Putri Mawar Darah Hanya Ingin Hidup Damai Bersama Putri Kecilnya

Eldoria
Chapter #11

Vol 1 Bab 11: Tarian Bayangan di Bawah Bintang

Bayangan di Tepi Danau…

Malam datang tanpa suara. Langit di Lembah Mawar bertabur bulan dan bintang-bintang, dan bersih dari awan.

Udara malam terasa segar. Di tengah kesunyian malam desa, sesosok siluet berdiri sendirian di tepi danau kecil yang tersembunyi di balik bunga-bunga mawar liar.

Clara melepas jubahnya dan duduk di atas batu besar. Di tangan kirinya, sebuah liontin perak kecil berayun lembut di ujung rantai. Wajahnya menatap danau, tetapi pikirannya melayang jauh, terlalu jauh.

Clara membuka liontin itu… di sana terdapat dua potongan foto dua gadis. Di sisi kanan gadis muda berambut ungu.

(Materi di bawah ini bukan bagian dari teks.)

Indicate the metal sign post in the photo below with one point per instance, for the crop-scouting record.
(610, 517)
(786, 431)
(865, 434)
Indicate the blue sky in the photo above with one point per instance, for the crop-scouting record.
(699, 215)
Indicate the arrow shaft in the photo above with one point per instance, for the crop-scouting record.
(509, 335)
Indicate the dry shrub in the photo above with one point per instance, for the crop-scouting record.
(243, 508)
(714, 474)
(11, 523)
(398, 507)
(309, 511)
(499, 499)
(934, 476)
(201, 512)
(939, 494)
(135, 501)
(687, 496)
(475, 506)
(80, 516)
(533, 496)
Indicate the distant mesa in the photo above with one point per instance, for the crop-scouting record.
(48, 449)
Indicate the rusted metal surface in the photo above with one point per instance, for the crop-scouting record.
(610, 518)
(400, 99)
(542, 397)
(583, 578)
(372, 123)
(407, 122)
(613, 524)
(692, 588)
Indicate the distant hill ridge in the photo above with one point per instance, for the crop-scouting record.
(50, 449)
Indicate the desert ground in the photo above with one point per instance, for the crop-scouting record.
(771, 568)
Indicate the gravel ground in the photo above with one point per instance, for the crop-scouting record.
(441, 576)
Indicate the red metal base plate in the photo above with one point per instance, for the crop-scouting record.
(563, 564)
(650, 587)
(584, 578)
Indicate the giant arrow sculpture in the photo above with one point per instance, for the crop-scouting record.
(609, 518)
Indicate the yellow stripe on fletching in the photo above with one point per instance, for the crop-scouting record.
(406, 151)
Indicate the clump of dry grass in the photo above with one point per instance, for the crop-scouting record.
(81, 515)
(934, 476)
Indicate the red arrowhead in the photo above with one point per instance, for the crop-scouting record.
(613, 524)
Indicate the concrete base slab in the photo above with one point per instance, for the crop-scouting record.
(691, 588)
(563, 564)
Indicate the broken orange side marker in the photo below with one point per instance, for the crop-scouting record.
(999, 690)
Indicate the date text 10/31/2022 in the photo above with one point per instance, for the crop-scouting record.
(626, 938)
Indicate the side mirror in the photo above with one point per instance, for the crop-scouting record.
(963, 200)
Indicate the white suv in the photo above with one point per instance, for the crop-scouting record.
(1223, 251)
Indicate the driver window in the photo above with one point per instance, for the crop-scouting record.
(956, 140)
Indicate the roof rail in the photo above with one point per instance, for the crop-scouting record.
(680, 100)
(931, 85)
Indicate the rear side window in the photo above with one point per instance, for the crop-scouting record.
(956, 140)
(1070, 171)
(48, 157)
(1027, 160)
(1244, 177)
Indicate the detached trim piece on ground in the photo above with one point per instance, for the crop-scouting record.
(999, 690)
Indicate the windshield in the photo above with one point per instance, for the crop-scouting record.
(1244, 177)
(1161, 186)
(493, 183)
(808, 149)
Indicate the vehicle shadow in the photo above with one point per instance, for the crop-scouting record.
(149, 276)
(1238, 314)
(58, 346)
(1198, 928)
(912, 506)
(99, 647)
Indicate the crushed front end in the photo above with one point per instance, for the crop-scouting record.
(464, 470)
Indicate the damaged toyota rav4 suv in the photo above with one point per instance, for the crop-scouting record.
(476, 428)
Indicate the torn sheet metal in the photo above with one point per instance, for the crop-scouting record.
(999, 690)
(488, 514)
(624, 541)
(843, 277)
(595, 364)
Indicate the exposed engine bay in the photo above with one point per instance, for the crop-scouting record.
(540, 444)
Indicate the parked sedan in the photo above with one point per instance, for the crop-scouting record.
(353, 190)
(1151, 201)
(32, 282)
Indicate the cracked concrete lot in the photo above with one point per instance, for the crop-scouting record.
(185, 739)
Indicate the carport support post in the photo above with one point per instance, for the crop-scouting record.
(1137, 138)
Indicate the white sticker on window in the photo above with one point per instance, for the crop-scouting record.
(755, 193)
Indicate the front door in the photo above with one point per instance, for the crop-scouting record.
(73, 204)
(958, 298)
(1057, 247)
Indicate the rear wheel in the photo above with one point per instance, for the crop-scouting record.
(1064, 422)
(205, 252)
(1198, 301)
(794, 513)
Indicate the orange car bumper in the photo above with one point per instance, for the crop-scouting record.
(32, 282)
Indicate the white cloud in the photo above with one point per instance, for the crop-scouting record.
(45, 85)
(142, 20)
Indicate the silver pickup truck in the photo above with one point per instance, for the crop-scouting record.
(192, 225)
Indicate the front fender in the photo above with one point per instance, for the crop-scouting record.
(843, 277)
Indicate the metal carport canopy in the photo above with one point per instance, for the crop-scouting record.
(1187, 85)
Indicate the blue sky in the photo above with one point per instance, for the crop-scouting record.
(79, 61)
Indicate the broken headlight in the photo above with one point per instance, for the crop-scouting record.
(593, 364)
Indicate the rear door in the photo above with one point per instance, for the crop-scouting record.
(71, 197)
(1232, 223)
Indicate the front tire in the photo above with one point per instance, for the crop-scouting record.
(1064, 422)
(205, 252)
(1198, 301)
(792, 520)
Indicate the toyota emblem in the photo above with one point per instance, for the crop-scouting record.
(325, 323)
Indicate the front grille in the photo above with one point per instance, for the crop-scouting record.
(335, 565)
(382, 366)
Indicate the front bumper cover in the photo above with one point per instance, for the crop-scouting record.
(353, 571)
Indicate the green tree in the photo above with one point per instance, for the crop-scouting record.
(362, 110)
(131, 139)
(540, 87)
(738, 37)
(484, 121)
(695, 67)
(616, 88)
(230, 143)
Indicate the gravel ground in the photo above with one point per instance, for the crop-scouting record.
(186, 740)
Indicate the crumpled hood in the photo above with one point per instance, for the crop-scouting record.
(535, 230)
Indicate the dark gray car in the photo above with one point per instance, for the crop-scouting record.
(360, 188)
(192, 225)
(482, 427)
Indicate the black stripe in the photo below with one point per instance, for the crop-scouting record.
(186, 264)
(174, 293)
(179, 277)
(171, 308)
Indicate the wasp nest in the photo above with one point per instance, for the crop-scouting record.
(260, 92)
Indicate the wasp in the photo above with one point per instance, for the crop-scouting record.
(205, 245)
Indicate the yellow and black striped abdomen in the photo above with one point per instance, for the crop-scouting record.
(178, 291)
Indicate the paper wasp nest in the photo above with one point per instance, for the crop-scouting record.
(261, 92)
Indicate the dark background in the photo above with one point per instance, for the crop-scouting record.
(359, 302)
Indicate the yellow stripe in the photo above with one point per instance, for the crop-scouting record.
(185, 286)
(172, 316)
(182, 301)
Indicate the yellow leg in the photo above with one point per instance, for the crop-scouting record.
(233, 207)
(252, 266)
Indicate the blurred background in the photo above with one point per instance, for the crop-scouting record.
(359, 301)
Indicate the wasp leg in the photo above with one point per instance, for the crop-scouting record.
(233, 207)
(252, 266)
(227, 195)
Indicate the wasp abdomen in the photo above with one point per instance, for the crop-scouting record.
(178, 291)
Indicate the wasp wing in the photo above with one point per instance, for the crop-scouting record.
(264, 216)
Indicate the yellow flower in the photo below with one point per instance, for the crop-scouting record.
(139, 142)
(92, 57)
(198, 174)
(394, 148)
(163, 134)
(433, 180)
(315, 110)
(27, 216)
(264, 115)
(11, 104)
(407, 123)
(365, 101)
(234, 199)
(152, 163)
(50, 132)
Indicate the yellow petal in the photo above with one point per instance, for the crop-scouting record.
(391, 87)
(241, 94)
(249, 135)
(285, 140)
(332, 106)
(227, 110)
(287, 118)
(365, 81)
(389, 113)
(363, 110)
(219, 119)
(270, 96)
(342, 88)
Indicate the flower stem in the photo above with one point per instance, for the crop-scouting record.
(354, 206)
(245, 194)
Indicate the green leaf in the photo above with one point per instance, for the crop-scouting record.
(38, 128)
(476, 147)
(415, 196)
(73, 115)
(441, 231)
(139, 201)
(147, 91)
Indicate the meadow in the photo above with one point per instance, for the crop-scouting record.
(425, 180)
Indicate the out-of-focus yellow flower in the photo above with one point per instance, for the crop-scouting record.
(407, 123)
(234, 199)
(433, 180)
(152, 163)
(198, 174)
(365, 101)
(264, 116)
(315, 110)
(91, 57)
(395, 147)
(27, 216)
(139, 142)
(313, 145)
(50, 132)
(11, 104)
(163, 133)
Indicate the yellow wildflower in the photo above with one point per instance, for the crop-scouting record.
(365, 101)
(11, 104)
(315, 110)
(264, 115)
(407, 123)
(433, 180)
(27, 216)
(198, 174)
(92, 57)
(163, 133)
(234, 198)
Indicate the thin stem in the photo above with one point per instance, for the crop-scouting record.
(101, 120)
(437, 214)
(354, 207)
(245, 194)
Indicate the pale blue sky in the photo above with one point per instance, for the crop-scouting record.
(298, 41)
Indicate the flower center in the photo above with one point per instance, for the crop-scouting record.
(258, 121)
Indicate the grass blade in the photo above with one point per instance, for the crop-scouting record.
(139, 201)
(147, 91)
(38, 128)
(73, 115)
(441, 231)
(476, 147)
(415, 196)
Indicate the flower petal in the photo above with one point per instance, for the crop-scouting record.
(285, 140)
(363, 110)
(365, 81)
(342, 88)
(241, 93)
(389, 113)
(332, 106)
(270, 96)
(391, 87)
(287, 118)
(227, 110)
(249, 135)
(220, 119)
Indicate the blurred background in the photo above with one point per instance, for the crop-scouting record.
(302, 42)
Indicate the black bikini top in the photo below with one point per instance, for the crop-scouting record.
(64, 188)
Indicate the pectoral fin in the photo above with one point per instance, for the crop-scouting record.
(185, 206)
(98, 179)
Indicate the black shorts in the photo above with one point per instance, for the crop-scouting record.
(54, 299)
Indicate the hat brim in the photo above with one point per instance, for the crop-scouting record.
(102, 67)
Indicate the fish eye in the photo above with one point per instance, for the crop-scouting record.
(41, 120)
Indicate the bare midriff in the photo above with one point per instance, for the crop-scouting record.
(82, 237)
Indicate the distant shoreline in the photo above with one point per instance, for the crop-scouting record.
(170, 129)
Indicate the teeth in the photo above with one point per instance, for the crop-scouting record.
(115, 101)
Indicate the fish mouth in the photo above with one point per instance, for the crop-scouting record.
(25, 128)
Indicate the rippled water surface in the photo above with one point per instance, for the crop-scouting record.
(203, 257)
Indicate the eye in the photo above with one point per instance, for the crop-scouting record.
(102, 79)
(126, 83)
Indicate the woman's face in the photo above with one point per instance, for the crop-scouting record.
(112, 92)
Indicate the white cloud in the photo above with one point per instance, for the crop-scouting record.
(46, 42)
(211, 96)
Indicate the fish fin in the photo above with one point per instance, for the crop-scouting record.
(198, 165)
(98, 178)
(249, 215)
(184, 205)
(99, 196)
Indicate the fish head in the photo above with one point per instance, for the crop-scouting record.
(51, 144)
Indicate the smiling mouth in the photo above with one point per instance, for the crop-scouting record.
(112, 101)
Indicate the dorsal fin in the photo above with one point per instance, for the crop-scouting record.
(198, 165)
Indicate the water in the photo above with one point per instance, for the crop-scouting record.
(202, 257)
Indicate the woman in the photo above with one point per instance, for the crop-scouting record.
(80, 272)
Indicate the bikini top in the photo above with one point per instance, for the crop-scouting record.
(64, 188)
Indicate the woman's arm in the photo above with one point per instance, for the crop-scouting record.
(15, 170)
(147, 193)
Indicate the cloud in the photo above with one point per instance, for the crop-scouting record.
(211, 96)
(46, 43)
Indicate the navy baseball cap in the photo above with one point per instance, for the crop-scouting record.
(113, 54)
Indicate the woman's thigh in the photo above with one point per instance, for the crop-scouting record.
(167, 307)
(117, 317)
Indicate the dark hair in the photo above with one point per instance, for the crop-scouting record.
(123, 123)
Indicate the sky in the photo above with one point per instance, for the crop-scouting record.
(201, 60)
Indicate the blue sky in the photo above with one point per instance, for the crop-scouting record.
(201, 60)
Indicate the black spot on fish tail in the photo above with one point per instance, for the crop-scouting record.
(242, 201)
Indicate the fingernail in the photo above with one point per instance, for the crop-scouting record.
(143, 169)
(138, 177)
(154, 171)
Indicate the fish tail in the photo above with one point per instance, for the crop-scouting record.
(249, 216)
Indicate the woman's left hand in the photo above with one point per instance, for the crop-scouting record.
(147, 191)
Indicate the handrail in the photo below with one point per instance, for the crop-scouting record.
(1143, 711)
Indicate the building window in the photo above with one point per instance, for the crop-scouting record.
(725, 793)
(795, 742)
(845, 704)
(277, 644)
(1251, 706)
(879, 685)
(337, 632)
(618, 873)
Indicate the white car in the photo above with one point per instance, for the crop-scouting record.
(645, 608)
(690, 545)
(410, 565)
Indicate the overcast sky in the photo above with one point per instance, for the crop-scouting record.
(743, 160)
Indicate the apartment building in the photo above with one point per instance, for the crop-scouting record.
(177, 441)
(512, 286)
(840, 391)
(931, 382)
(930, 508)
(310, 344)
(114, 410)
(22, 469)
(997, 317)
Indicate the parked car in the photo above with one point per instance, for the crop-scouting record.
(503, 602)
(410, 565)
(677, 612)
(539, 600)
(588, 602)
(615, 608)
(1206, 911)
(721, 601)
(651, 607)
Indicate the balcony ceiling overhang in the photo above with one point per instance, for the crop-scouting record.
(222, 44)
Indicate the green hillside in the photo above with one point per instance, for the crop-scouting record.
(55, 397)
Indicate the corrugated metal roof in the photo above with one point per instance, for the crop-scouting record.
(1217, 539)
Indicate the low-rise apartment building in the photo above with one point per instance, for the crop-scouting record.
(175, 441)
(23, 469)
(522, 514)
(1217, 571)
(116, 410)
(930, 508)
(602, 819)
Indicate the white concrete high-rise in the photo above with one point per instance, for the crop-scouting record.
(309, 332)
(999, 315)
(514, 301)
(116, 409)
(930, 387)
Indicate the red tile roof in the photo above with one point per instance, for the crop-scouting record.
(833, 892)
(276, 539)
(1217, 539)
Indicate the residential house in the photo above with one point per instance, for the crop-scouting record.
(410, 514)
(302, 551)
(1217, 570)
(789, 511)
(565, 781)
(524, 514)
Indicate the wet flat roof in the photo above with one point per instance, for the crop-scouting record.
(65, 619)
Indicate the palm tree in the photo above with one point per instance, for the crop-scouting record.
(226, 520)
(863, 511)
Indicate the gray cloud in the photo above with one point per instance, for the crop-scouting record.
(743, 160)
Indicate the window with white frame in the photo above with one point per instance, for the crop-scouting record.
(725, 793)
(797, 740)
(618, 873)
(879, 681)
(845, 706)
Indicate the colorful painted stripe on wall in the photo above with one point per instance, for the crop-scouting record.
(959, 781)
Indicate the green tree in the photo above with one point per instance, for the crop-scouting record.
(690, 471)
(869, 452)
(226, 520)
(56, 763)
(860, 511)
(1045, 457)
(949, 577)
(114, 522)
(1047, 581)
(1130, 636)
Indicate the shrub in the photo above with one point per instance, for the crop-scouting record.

Dan di sisi kirinya, gadis berambut perak. Wajah gadis muda berambut itu tersenyum tulus.

Di sisi lain, wajah gadis berambut perak itu kabur… seolah-olah dunia menghapus wajah itu dari ingatan dunia.

Clara menatap foto usang itu dalam diam. Kemudian dia menatap perairan danau.

“Apakah aku pernah pergi ke tempat seperti ini sebelumnya? Kenapa rasanya begitu asing dan familiar di saat yang bersamaan?”

Beberapa saat kemudian… situasi hening. Namun tiba-tiba, suara gemerisik langkah kaki terdengar dari semak-semak diikuti samar-samar aroma mawar.

Clara mengerutkan keningnya. Dia berdiri waspada. Tangan kanannya menyentuh belati yang diikat pinggangnya.

"Srek… kraakk… srek…"

Dari balik kegelapan, terdengar suara ‘srek’ dedaunan liar terinjak, disusul ‘kraakk’ suara ranting patah. Suara itu semakin mendekat dan mendekat, menusuk keheningan malam.

Clara bersiap untuk kemungkinan terburuk. Dia memegang belati di tangan kanannya…. Tapi yang datang ialah seseorang wanita yang mengenakan gaun tidur merah tua sederhana.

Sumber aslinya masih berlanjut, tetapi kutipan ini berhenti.